Did you know?
Simon’s Town Naval Base was responsible for the care of Napoleon Bonaparte after he was exiled to St Helena island.
The history of Simon’s Town reads like a naval adventure.
Ships of all shapes and sizes – frigates, corvettes, sloops, pirate brigantines and, lately, hi-tech submarines – have docked at Simon’s Town somewhere between 1741 and today. And with them came the legends: battles at sea, pirate booty, encounters in strange lands and sad news of another shipwreck somewhere along the 3 000-odd kilometres of South Africa’s coastline.
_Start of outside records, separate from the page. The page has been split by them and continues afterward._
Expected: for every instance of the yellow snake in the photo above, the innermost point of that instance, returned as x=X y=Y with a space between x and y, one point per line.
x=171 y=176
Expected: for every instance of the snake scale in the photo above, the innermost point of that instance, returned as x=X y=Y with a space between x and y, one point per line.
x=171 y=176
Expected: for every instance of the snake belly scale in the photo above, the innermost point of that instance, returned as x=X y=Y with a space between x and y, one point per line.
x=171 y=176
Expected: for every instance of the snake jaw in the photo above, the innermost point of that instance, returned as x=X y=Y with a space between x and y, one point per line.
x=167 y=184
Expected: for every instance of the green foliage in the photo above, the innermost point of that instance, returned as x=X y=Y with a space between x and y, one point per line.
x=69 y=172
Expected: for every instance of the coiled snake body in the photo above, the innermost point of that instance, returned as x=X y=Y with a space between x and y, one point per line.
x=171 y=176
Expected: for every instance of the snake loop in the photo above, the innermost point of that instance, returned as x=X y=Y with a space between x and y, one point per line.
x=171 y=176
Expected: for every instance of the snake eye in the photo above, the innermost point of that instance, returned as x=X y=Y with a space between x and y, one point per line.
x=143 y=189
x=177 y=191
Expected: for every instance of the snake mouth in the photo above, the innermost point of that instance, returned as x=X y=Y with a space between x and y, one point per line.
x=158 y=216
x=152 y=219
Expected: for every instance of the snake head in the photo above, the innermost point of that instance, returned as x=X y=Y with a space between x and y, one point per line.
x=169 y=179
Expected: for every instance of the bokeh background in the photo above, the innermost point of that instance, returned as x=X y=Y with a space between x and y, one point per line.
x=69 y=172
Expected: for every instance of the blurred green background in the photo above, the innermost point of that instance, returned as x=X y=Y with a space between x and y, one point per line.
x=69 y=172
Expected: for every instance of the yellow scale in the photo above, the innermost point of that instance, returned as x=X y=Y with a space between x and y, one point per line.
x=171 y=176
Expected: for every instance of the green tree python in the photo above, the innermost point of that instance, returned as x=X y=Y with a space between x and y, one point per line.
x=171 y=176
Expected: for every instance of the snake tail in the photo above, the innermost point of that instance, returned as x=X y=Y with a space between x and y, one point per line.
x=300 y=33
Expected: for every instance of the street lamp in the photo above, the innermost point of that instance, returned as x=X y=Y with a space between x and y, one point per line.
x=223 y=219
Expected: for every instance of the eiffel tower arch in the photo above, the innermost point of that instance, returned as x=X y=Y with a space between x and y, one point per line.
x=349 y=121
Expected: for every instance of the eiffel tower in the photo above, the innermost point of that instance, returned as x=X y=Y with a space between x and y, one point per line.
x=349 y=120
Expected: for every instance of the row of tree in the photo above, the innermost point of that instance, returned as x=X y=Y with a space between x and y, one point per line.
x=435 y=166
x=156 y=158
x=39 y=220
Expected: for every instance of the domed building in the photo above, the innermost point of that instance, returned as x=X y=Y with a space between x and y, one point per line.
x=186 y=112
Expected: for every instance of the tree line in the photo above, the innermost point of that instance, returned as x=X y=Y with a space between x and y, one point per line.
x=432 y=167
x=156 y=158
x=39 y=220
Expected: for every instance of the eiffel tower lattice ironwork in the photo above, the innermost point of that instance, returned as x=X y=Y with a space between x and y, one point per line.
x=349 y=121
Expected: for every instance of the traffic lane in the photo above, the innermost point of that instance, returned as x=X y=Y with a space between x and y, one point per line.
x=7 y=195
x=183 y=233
As you wander down St George’s Street – also called the Historic Mile – you will pass ancient filigreed buildings from another era. The Historic Mile extends from the railway station to the East Dockyard gates, with intriguing little alleyways leading off it.
Although Simon’s Town was established by the Dutch – and named after governor Simon van der Stel – it was really with the establishment of the Royal Navy Base there in 1806 that the little settlement became such a legendary port of call.
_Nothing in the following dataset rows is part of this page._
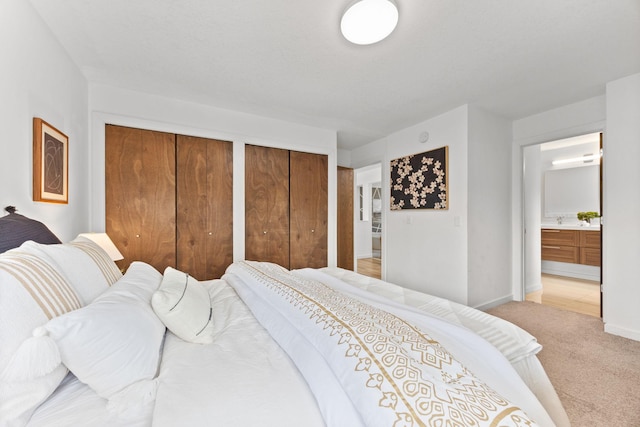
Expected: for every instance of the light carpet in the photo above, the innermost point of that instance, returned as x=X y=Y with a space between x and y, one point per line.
x=596 y=375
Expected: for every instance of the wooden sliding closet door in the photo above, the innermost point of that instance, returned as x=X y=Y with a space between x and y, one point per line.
x=140 y=201
x=204 y=206
x=308 y=210
x=267 y=204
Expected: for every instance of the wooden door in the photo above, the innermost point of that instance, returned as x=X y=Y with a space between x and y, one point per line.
x=267 y=204
x=345 y=218
x=204 y=206
x=140 y=195
x=308 y=209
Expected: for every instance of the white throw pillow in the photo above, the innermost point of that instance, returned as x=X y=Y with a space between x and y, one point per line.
x=86 y=265
x=113 y=344
x=184 y=306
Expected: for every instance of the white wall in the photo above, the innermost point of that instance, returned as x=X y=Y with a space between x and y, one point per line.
x=619 y=109
x=621 y=230
x=37 y=79
x=489 y=210
x=571 y=120
x=532 y=189
x=461 y=253
x=426 y=249
x=129 y=108
x=364 y=177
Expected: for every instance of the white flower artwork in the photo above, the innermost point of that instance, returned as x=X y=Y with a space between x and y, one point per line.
x=419 y=181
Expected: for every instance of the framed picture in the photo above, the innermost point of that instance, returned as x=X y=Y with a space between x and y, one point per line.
x=419 y=181
x=50 y=163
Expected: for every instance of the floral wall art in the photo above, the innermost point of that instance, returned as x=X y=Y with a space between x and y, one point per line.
x=419 y=181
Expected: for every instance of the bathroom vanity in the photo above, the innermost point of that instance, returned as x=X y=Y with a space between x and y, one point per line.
x=571 y=244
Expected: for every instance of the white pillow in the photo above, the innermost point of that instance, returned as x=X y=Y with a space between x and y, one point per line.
x=184 y=306
x=32 y=291
x=114 y=342
x=87 y=266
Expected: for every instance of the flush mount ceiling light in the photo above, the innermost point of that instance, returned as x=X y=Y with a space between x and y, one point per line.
x=369 y=21
x=587 y=158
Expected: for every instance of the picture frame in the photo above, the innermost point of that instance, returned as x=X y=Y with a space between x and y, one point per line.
x=420 y=181
x=50 y=163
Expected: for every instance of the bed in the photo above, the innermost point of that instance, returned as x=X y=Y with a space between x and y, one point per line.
x=84 y=344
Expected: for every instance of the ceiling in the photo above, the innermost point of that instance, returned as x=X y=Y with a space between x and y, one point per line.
x=286 y=59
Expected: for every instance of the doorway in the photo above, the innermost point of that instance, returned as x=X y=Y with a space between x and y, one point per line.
x=562 y=253
x=368 y=230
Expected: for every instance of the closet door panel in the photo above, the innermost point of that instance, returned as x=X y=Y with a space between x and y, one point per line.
x=345 y=218
x=140 y=195
x=309 y=199
x=267 y=205
x=204 y=206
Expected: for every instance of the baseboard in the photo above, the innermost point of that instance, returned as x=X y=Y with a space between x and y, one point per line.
x=577 y=271
x=533 y=288
x=494 y=303
x=622 y=332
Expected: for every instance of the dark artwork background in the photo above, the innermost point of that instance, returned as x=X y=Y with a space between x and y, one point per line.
x=419 y=181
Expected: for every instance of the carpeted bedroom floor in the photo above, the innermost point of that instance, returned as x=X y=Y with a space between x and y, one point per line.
x=596 y=375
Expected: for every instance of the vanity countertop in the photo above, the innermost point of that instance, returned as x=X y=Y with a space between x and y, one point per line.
x=571 y=227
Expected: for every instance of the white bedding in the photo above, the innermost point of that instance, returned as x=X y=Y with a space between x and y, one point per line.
x=244 y=378
x=517 y=345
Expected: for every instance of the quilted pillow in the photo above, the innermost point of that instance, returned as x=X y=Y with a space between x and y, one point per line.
x=16 y=229
x=184 y=306
x=32 y=292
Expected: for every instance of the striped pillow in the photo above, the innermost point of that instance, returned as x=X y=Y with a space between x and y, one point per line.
x=32 y=292
x=87 y=266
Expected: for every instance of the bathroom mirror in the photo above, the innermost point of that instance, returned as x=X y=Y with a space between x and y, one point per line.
x=572 y=190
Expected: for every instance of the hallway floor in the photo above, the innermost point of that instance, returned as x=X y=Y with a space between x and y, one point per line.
x=567 y=293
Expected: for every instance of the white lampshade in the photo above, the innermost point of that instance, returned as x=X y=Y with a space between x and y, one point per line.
x=105 y=243
x=369 y=21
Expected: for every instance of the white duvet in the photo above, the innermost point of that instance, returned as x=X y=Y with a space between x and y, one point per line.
x=245 y=378
x=379 y=358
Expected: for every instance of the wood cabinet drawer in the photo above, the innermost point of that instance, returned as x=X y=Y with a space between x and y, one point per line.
x=554 y=237
x=590 y=256
x=590 y=239
x=560 y=253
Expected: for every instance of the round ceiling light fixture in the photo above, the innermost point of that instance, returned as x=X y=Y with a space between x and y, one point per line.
x=369 y=21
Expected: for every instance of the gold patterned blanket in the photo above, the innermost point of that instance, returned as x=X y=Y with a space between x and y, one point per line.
x=389 y=371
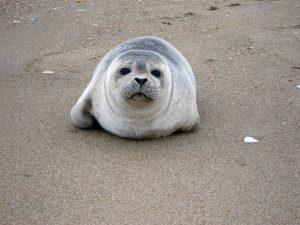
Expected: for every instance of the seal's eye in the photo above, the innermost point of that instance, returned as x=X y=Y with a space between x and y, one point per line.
x=125 y=71
x=155 y=73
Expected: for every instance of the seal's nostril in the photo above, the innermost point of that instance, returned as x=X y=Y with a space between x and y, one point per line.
x=141 y=81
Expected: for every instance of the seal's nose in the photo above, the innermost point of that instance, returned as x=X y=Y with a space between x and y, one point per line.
x=141 y=81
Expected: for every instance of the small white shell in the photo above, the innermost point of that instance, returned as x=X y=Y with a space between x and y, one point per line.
x=250 y=140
Slip back in time and you could find yourself in the company of a rather dashing young British Naval lieutenant called Horatio Nelson, on shore leave from the HMS Badger, stalking this very street in search of a rowdy pub that served a decent repast.
There are four museums in Simon’s Town, all worth a look.
The Warrior Toy Museum near Jubilee Square (where the statue of beer-drinking Great Dane Able Seaman Just Nuisance stands) displays cars, trains, dolls and lead soldiers fashioned long ago.
The South African Naval Museum has interesting displays about both the Royal Navy and the South African Navy, including a submarine diorama.
The Heritage Museum chronicles Simon’s Town’s rich Muslim past, while a visit to the Simon’s Town Museum is the best way to lift the historic veil from this fascinating seaside town.